In memory . . . Georgie Salter was posthumously appointed to the New Zealand Order of Merit for services to netball. PHOTO: SUPPLIED

The Southern Steel will look to honour one of the region’s most beloved netball figures on Sunday.

It will play the Northern Mystics for the newly established Georgie Salter Memorial Trophy in Invercargill.

Georgie, who died in November last year, was one of Otago’s greatest coaches and also coached the Auckland Diamonds in 2001 and 2002. Her memorial trophy will be played for once a year when the Steel and Mystics meet in the South.

“It’s a beautiful way to remember her. We as a whanau are always going to remember her obviously, but it’s nice for her wider netball whanau to have this as well. But, at the same time, she wouldn’t want all the fuss,” daughter Rihi Salter said.

Georgie’s niece and Steel coach Reinga Bloxham was eagerly anticipating the game.

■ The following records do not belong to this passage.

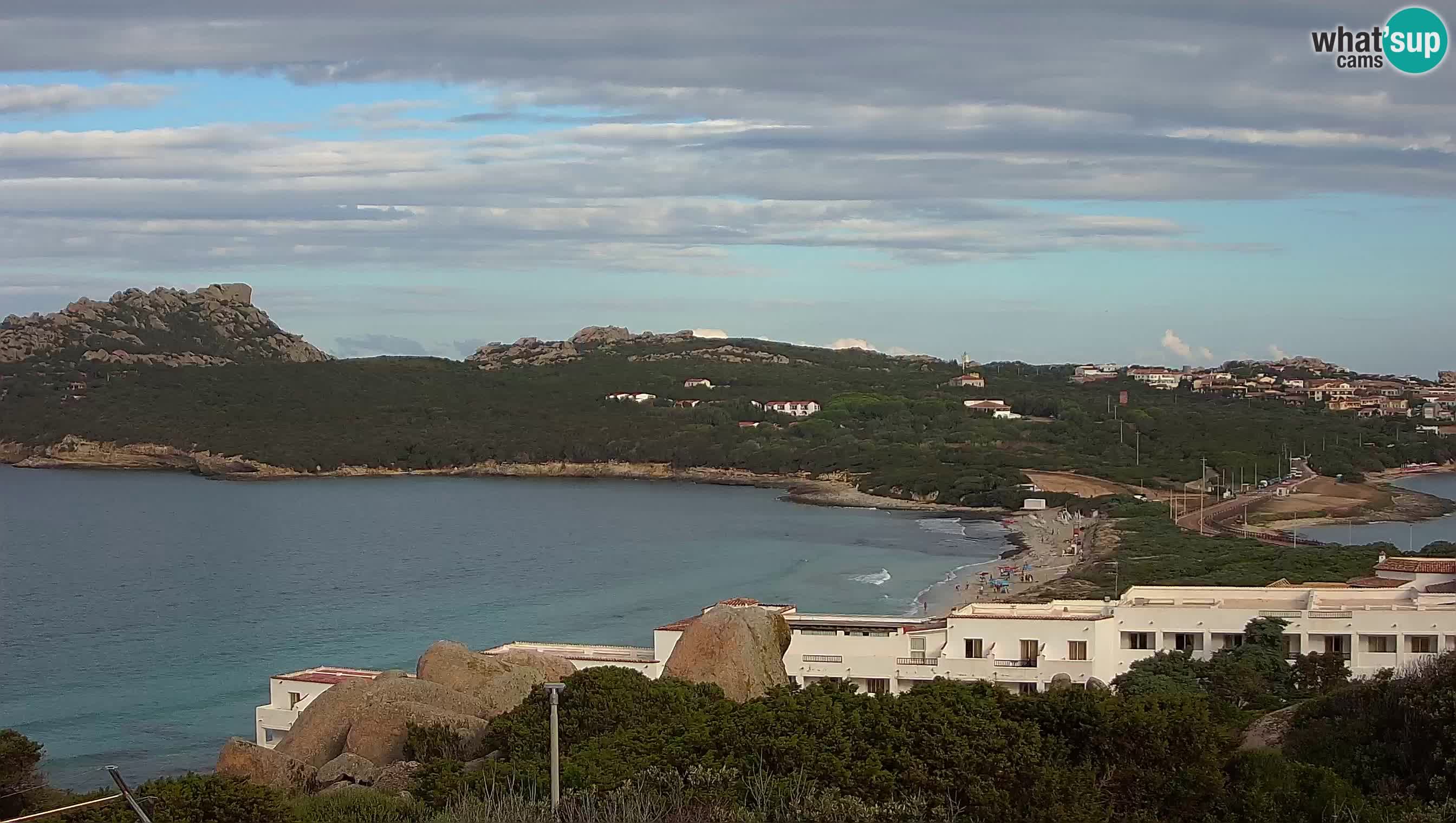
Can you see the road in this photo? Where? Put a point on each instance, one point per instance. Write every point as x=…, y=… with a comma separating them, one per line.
x=1209, y=519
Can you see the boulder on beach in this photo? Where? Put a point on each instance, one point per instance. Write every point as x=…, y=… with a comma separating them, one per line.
x=497, y=681
x=348, y=767
x=265, y=767
x=327, y=727
x=379, y=730
x=737, y=647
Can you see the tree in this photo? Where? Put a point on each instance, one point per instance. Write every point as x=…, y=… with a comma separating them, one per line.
x=20, y=758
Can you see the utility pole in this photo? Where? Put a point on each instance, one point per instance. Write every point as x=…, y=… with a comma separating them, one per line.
x=555, y=746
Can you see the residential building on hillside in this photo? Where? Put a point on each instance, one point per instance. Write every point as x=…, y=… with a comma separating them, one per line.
x=995, y=408
x=290, y=694
x=794, y=408
x=1398, y=617
x=1156, y=378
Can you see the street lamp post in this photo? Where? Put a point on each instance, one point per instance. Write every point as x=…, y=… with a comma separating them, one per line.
x=554, y=689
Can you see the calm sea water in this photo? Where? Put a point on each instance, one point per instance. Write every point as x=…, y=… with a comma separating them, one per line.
x=1404, y=535
x=142, y=613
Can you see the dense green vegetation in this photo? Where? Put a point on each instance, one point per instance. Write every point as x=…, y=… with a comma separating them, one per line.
x=893, y=423
x=1162, y=746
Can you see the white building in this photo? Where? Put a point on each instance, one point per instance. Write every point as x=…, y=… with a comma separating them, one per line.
x=1401, y=615
x=794, y=408
x=290, y=694
x=996, y=408
x=1156, y=378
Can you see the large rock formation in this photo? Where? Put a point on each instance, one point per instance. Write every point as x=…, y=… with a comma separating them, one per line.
x=265, y=767
x=502, y=682
x=456, y=688
x=210, y=326
x=739, y=647
x=534, y=351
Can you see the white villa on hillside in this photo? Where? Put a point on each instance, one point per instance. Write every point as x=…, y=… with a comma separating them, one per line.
x=794, y=408
x=1406, y=612
x=290, y=694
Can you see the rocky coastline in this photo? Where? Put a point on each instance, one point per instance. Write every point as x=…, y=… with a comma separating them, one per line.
x=816, y=490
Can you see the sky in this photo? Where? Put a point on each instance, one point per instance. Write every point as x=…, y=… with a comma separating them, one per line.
x=1062, y=181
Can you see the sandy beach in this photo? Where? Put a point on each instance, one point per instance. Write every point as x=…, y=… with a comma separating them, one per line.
x=1044, y=537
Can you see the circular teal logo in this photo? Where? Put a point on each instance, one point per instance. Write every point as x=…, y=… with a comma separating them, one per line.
x=1416, y=40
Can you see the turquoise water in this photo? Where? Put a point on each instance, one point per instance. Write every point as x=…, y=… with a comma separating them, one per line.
x=142, y=613
x=1407, y=537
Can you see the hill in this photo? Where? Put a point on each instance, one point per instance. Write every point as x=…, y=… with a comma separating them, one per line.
x=210, y=326
x=890, y=424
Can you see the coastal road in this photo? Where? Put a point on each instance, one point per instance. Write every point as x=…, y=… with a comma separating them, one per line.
x=1213, y=515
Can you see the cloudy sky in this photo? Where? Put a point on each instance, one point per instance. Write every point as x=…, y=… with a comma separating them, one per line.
x=1158, y=182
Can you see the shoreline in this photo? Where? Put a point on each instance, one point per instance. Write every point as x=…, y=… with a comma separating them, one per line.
x=811, y=490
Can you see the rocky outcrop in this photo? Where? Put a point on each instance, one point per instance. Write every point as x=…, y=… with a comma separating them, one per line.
x=500, y=682
x=1269, y=730
x=378, y=731
x=739, y=647
x=348, y=767
x=395, y=777
x=210, y=326
x=535, y=351
x=265, y=767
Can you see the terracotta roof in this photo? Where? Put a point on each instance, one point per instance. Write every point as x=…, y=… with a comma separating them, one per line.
x=1376, y=583
x=1423, y=566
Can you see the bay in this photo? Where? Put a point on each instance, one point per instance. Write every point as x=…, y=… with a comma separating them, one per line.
x=142, y=613
x=1406, y=537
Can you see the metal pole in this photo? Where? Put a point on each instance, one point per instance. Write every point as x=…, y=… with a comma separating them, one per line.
x=64, y=809
x=126, y=793
x=554, y=689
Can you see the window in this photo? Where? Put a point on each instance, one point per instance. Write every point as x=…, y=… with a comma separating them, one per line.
x=1292, y=646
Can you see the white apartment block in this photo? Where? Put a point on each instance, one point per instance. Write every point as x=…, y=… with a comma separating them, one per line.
x=1401, y=615
x=290, y=694
x=794, y=408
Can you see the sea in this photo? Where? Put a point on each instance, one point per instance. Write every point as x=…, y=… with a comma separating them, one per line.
x=1407, y=537
x=143, y=612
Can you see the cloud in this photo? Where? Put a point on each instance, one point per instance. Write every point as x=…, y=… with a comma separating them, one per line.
x=373, y=345
x=70, y=98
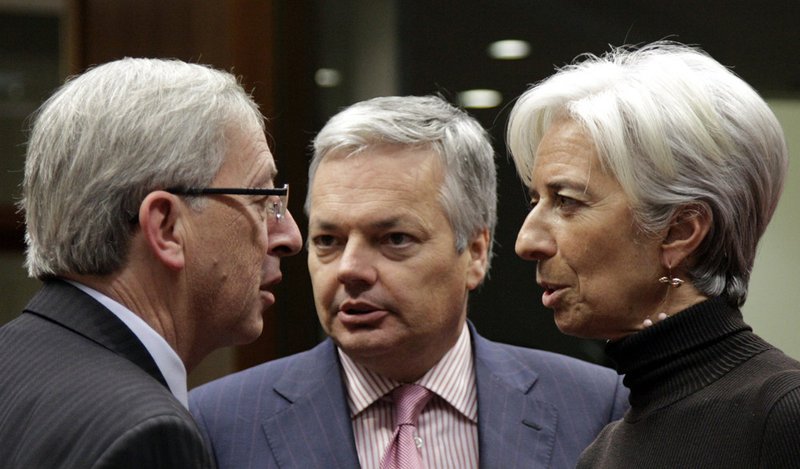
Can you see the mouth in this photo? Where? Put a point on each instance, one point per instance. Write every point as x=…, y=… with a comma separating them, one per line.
x=360, y=314
x=552, y=294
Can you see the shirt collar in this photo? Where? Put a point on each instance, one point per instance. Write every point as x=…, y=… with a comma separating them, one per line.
x=452, y=379
x=167, y=360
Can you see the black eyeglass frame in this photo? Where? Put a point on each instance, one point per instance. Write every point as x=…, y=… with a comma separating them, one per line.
x=282, y=192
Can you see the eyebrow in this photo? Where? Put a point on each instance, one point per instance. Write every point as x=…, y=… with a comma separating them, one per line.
x=379, y=224
x=561, y=182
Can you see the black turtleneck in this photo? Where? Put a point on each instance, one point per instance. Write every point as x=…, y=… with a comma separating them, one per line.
x=705, y=392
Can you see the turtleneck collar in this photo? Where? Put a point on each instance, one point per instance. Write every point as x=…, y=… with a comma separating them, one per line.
x=683, y=353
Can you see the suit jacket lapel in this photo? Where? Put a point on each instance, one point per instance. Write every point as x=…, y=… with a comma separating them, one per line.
x=514, y=429
x=62, y=303
x=313, y=428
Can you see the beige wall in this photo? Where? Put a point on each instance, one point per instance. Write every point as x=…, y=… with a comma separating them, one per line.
x=773, y=305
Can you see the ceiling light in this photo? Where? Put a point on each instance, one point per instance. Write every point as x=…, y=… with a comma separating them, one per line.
x=480, y=98
x=327, y=77
x=509, y=49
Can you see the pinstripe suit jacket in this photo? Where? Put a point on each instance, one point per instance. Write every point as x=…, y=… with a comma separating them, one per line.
x=535, y=410
x=78, y=390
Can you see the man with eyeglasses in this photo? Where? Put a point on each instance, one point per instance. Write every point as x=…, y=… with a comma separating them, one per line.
x=402, y=210
x=155, y=226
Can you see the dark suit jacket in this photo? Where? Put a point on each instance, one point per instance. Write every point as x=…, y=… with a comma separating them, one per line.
x=78, y=389
x=535, y=410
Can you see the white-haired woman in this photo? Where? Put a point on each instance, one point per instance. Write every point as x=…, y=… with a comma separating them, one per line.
x=653, y=172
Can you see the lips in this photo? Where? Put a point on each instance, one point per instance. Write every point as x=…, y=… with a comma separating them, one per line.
x=552, y=294
x=357, y=308
x=359, y=314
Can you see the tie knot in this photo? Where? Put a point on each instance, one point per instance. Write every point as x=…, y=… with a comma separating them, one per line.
x=409, y=400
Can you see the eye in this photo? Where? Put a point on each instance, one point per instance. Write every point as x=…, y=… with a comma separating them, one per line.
x=323, y=241
x=398, y=239
x=562, y=201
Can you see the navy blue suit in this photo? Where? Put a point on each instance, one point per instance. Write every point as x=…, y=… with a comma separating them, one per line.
x=535, y=409
x=80, y=390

“I feel like it’s an awesome way to celebrate the competitiveness, the passion, the love of the game that Georgie had for netball, her players and all the people she has been involved with in the netball world,” Bloxham said.

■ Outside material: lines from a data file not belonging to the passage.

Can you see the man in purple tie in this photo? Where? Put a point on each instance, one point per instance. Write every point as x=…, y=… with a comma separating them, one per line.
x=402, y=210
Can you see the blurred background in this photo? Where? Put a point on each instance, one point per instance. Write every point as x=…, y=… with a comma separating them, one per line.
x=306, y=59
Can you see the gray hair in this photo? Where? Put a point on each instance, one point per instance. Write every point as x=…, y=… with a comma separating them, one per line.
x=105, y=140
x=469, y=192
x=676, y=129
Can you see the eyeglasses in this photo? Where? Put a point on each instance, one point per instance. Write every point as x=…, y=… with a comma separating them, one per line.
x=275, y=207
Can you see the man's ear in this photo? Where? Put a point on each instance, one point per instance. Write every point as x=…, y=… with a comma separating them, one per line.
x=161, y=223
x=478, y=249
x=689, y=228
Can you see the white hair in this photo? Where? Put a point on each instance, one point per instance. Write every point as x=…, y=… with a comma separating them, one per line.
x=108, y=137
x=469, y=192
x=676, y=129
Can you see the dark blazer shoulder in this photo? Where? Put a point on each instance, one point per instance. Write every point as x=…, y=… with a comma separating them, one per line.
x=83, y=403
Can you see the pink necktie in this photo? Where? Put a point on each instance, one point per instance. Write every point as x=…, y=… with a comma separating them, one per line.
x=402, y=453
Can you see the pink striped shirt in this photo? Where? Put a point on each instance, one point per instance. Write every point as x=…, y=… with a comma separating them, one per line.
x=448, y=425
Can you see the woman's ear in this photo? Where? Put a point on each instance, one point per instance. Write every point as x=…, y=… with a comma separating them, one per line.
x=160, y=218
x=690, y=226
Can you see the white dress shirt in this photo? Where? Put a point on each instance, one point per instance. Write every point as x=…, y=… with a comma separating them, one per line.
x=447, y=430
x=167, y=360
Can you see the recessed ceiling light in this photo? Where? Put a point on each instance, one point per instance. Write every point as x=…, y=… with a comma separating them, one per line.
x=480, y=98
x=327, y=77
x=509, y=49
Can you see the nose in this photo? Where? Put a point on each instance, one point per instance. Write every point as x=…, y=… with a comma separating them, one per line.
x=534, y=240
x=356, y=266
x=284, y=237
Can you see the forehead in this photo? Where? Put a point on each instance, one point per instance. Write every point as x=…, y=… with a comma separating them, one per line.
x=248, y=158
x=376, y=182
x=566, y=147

Georgie had always enjoyed the Gordon Hunter Memorial Trophy rugby games played between the Highlanders and the Blues.

“I think its special they have the same thing going on in their respective codes – they were great mates and had similar paths in sport but also had their lives cut tragically short,” Rihi said.

Mystics coach Helene Wilson said her team included three players who had worked closely with Salter at various stages in their netball career.

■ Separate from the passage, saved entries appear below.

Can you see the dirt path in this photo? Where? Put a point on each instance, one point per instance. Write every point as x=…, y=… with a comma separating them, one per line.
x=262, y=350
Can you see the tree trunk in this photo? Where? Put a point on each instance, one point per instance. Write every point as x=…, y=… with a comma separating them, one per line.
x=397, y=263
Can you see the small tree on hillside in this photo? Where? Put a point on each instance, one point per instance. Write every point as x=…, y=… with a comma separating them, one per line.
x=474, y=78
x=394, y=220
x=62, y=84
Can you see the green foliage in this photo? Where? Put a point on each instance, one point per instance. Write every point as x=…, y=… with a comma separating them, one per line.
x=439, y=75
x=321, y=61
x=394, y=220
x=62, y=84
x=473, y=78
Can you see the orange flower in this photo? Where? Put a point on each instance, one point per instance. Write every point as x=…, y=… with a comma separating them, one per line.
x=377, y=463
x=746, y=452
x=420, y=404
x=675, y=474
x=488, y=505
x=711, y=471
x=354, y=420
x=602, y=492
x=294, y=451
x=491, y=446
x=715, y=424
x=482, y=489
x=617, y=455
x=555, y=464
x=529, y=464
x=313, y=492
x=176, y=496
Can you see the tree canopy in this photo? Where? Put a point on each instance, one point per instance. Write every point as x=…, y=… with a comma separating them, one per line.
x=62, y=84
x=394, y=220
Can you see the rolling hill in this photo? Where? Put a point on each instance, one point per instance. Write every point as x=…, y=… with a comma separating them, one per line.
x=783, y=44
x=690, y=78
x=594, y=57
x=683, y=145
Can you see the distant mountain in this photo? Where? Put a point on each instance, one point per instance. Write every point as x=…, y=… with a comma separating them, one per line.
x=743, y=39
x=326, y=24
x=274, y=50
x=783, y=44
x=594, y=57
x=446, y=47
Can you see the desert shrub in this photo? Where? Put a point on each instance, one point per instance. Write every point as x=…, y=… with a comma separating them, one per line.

“While a staunchly proud southerner, Georgie was one of those true gems of netball whose passion for the game itself meant she was willing to share her knowledge far and wide to see the sport evolve.

“As a team, the Mystics are honoured to contest this trophy in her memory,” she said.

The Steel hosts all six ANZ Premiership teams for the Super Sunday event. The Steel and Mystics play at 4pm.

“There are people in every single franchise who are connected to Georgie in some way so it’s fantastic they are all there,” Rihi said.

The Waitaki Girls’ High School kapa haka group will perform and also stage a guard of honour for the two teams.

On Tuesday, Georgie’s family received her posthumous New Zealand Order of Merit for services to netball on her behalf at an investiture ceremony in Wellington.

For Georgie . . . Receiving the award on her behalf from the Governor-General, Dame Patsy Reddy (centre), are family members (from left) Tom Wolfenden, Arapera Salter, Naiomi Bloxham, David Salter, Cameron Schultz, Rihi Salter, Kara Tartonne and Benoit Tartonne. PHOTO: SUPPLIED

Rihi said her mother was told before she died she was going to receive the honour for her lifelong involvement with netball as a player, coach and administrator.

Tuesday’s investiture ceremony came at the end of a 10-day journey across the North Island for Georgie’s whanau.

In a convoy of campervans, they had travelled from Oamaru to Auckland together, stopping at four marae for kawe mate (carry the dead) ceremonies.

“It’s a process of taking your spirit home,” Rihi said.

A photo of Georgie was hung on a wall of each marae – Te Puke, Kahuranaki, Te Reinga and Maungapohatu.

The family will also travel to Invercargill on Sunday to watch the Southern Steel and Northern Mystics contest the inaugural Georgie Salter Memorial Trophy.

North Otago Netball is also paying tribute to Salter this weekend.

A minute’s silence will be held at junior and senior netball tomorrow, at 10am and then again at 12pm.